Title: From the Dark to the Dawn: A Tale of Ancient Rome
Author: Alicia A. Willis
Major Themes: Early Church, Ancient Rome
Synopsis: Captured in battle and taken to Rome as a slave, the Briton Philip will not submit to his owner until he has an encounter with Christians and his life is dramatically changed.
When I came across From the Dark to the Dawn, I anticipated a great read. I read a few other books by Alicia Willis earlier this year, and thoroughly enjoyed them, and the way this book started out sounded great. She talked about how much research she had done, and I was quickly drawn into the story and inspired by Philip’s example of forgiveness and trusting in God when things were very hard. Then, I found myself quite disappointed.
Philip couldn’t believe what was happening. His people, the Iceni, were being slaughtered by the Romans their queen, Boudicca, had confidently led them against in battle. This was not supposed to happen! The next thing he knew, he and his father were captured and taken to Rome to be sold on the slave market. Marcus bought both of them, but Philip was determined not to submit. After being flogged, however, he found himself hiding in a bakery—and couldn’t believe his ears when Daniel told him about Christianity. Disgusted at first, he soon found himself strangely drawn to the new teachings.
Philip and his father, after becoming Christians, were soon embroiled in a battle of wills. The love, peace and forgiveness of Christ was pitted against the decadence of Marcus’s life as a rich Roman, and his worship of all the Roman gods. Who would win? The consequences of the struggle were horrific, but the results glorious!

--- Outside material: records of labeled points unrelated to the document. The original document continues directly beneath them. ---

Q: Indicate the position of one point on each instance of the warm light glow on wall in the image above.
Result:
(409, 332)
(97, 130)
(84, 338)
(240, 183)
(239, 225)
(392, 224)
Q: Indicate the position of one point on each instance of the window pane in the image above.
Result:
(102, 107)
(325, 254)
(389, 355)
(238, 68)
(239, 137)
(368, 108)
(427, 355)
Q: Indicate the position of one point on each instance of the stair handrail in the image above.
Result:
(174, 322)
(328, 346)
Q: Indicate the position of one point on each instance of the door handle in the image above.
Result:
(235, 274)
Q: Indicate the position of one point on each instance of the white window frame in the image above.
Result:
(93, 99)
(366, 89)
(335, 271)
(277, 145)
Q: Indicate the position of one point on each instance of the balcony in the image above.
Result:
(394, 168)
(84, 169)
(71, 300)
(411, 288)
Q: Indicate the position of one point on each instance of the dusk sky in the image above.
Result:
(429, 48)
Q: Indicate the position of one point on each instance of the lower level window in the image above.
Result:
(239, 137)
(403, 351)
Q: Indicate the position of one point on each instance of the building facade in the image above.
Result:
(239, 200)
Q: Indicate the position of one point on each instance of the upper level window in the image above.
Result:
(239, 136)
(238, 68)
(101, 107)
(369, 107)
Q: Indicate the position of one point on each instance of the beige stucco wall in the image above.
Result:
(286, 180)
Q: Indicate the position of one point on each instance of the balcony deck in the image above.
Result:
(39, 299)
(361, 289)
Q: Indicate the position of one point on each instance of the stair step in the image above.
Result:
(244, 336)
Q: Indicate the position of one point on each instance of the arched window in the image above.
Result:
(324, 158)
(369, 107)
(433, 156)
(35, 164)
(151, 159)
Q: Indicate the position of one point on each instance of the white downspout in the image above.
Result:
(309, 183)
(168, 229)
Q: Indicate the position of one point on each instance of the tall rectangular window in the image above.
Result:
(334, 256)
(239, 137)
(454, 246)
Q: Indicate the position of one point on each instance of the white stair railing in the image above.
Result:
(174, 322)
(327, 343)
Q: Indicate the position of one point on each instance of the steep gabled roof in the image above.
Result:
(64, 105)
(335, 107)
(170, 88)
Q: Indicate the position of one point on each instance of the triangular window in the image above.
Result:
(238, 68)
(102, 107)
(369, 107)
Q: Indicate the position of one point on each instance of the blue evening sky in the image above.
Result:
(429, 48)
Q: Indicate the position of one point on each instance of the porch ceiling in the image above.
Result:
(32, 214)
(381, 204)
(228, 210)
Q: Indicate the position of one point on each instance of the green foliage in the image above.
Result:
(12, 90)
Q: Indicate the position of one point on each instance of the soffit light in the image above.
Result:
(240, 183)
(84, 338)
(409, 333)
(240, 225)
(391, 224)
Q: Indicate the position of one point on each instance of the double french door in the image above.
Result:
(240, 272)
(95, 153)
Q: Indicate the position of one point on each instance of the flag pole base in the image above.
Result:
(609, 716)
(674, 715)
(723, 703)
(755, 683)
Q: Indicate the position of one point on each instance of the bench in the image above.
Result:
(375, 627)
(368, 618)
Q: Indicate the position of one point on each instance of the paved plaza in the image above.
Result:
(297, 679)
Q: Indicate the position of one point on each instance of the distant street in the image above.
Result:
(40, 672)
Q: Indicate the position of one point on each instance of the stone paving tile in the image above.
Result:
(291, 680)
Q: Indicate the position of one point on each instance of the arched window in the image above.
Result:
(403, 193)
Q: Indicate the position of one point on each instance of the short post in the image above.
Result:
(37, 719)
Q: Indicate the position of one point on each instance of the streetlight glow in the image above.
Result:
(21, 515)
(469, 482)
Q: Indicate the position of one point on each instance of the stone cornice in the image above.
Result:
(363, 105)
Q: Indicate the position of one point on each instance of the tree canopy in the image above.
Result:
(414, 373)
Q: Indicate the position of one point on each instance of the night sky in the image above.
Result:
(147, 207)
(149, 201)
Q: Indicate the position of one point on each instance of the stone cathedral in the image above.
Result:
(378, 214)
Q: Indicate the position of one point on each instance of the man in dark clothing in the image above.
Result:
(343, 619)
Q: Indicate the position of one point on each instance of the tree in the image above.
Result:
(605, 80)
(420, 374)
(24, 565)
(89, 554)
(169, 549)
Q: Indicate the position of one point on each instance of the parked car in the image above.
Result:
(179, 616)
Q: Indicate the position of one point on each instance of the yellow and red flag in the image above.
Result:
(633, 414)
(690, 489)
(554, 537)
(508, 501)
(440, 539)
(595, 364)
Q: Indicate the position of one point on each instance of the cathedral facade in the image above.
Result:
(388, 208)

From the Dark to the Dawn does an excellent job of making us feel what it was like to live with the threat of persecution hanging over the heads of the Christians in Rome during the reign of Nero. The examples of forgiveness after terrible crimes were committed was wonderful. However, I know from history that a Christian at that time would not have joined the Roman army and made a career as a Praetorian guard, as Marcus did. Yes, there were soldiers among the Christians, but it was men who had become believers after becoming a soldier. The early Christians took very seriously the words of Jesus to do harm to no man, to turn the other cheek. This was not the attitude of Marcus, even years after conversion. Also, at one point a Christian girl says, “I swear by all we hold sacred I am telling you the truth.” We know from history that the early Christians took very literally the words of Jesus when he said, “Swear not at all.” In another place, someone lies several times to turn the City Guard away from a gathering of Christians. Based on my understanding of the early Christian writings, this would not have happened, either. Because of these things, I can’t recommend this book, even though it gives such a vivid picture of life in ancient Rome. For the most part, the research used to write the story is solid—but the input of the early Christian writers was left out.
WARNING: Frequently, non-Christians swear by various gods. Also, see the last paragraph. A few times during the story, someone is whipped to death, once a man is stabbed, and the use of slave girls for men’s pleasure is alluded to at times.